Inspiration
We asked ourselves: What if art could talk back?
Instead of passively staring at a painting, we wanted people to interact with it. Imagine pointing your phone at the Mona Lisa and asking, “Why aren’t you smiling?” — then hearing Mona Lisa herself respond. That idea sparked our project.
What We Learned
- Using Gemini both for image detection and generating character-driven, contextual dialogue.
- Converting text responses to audio with ElevenLabs for a more natural experience.
- Leveraging Wav2Lip to sync generated audio with the painting’s lips, making it look alive.
- How to balance factual accuracy with engaging, human-like storytelling.
How We Built It
Image Detection with Gemini
- Gemini identifies the artwork directly from the scanned image via a prompt.
LLM with Gemini
- Once the painting is identified, Gemini generates responses as if the artwork is speaking.
- Example: “What colors did da Vinci use?” → Mona Lisa replies in her own voice.
- Once the painting is identified, Gemini generates responses as if the artwork is speaking.
Text-to-Audio with ElevenLabs
- The generated text is converted into realistic speech audio using ElevenLabs where we customize the voice according to the object.
Lip-Sync with Wav2Lip
- Wav2Lip takes the audio and animates the painting’s lips to match the speech.
- Wav2Lip takes the audio and animates the painting’s lips to match the speech.
Frontend, Backend & Cedar OS
- Frontend: Built in React for a clean, interactive user interface.
- Backend: FastAPI routes handle image input, model calls, audio/video generation, and responses back to the frontend.
- Cedar OS Integration: Cedar OS acts as the glue for our pipeline, managing multimodal inputs and outputs across components. It orchestrates:
- Image → Gemini (detection + LLM)
- Text → ElevenLabs (speech generation)
- Audio → Wav2Lip (lip-synced video)
- Image → Gemini (detection + LLM)
By letting Cedar OS handle orchestration, we avoided manual data-passing overhead and ensured the workflow remained smooth, modular, and scalable.
- Frontend: Built in React for a clean, interactive user interface.
Challenges We Faced
- Gemini output limits: We expected more flexibility in how many outputs Gemini could generate. This forced us to pivot parts of our design to stay within its constraints.

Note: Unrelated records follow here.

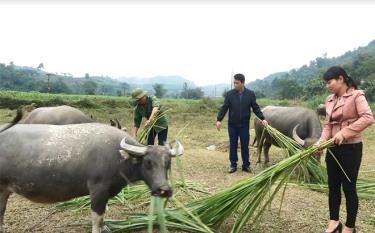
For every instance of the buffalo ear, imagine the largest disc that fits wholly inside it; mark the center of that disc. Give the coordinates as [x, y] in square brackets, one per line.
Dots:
[177, 149]
[112, 122]
[136, 150]
[124, 154]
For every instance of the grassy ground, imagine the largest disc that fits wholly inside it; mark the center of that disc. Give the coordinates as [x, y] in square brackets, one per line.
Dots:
[303, 210]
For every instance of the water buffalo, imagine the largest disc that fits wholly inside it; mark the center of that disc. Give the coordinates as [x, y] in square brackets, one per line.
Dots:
[54, 163]
[321, 110]
[15, 120]
[301, 124]
[60, 115]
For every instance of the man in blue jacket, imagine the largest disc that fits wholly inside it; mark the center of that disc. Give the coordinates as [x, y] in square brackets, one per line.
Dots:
[239, 101]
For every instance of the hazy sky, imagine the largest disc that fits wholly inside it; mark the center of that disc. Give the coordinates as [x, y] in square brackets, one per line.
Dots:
[203, 42]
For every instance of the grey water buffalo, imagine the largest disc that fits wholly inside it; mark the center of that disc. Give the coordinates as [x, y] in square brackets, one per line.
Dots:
[15, 120]
[321, 110]
[301, 124]
[54, 163]
[60, 115]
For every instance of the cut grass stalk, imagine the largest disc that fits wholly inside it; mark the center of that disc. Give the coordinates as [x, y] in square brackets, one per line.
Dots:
[247, 198]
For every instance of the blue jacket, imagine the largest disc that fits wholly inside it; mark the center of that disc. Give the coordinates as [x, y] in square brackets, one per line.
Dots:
[239, 110]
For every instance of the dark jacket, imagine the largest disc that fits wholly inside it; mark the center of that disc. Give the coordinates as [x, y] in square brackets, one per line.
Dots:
[239, 111]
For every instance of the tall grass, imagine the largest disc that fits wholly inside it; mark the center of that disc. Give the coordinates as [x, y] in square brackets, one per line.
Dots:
[248, 199]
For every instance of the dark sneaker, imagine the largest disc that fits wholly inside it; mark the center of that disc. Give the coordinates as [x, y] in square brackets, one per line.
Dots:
[246, 169]
[232, 169]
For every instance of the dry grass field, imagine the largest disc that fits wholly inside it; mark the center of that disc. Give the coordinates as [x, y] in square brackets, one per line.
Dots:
[303, 210]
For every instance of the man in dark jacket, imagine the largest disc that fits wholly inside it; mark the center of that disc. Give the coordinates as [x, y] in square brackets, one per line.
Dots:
[239, 101]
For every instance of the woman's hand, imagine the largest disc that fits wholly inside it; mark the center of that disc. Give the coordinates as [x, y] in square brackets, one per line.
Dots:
[338, 138]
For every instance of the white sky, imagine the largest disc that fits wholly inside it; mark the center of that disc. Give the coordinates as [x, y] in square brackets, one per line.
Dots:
[201, 42]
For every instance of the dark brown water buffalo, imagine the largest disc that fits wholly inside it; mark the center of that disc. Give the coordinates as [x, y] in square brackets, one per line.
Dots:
[62, 115]
[54, 163]
[301, 124]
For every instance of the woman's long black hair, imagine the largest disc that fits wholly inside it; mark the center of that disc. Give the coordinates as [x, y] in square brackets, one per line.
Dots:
[334, 72]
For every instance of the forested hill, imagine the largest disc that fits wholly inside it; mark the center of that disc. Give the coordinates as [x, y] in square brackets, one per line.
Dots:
[306, 80]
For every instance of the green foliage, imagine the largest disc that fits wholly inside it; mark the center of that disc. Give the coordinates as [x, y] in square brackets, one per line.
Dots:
[89, 87]
[369, 88]
[359, 63]
[159, 89]
[19, 78]
[289, 89]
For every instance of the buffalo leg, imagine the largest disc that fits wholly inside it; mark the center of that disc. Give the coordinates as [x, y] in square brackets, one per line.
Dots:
[260, 141]
[267, 147]
[99, 199]
[4, 195]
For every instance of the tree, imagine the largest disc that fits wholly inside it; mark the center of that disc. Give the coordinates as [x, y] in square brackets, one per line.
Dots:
[40, 66]
[289, 89]
[314, 87]
[89, 87]
[159, 89]
[125, 87]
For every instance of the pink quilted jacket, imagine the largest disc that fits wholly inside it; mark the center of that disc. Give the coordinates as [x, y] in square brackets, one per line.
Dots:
[349, 115]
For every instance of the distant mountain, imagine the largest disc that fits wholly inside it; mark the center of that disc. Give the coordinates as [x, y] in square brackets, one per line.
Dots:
[174, 84]
[306, 80]
[216, 90]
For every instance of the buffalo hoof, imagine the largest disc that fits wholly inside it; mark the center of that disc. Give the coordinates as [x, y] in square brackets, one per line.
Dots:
[266, 165]
[106, 230]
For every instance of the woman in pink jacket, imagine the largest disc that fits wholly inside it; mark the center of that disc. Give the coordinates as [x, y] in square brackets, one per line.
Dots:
[347, 115]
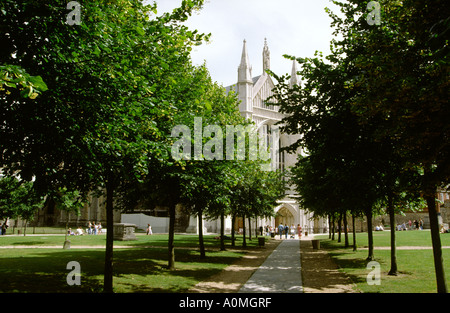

- Image handling with Gemini: The image addresses we worked with weren’t always compatible with Gemini for detection tasks, so we had to troubleshoot how to feed inputs properly.
- Prompt engineering for Gemini: Getting the right balance between personality and factual accuracy was tough. We often had to rewrite prompts multiple times to make the painting sound like a character while still delivering reliable information.
- Audio pipeline with ElevenLabs: Setting up ElevenLabs for quick, realistic TTS while staying under usage limits required some trade-offs.
- Wav2Lip integration: Ensuring accurate lip-sync without lag or artifacts took repeated tuning.
- System orchestration with Cedar OS: Learning how to sequence Gemini → ElevenLabs → Wav2Lip pipelines in Cedar OS during a hackathon timeframe was a big learning curve.
Final Thoughts
By combining Gemini for detection and dialogue, ElevenLabs for speech, and Wav2Lip for lip-sync video, we created an app that turns static paintings into living conversations. We didn’t just build a demo—we reimagined how people can connect with art in an interactive, unforgettable way.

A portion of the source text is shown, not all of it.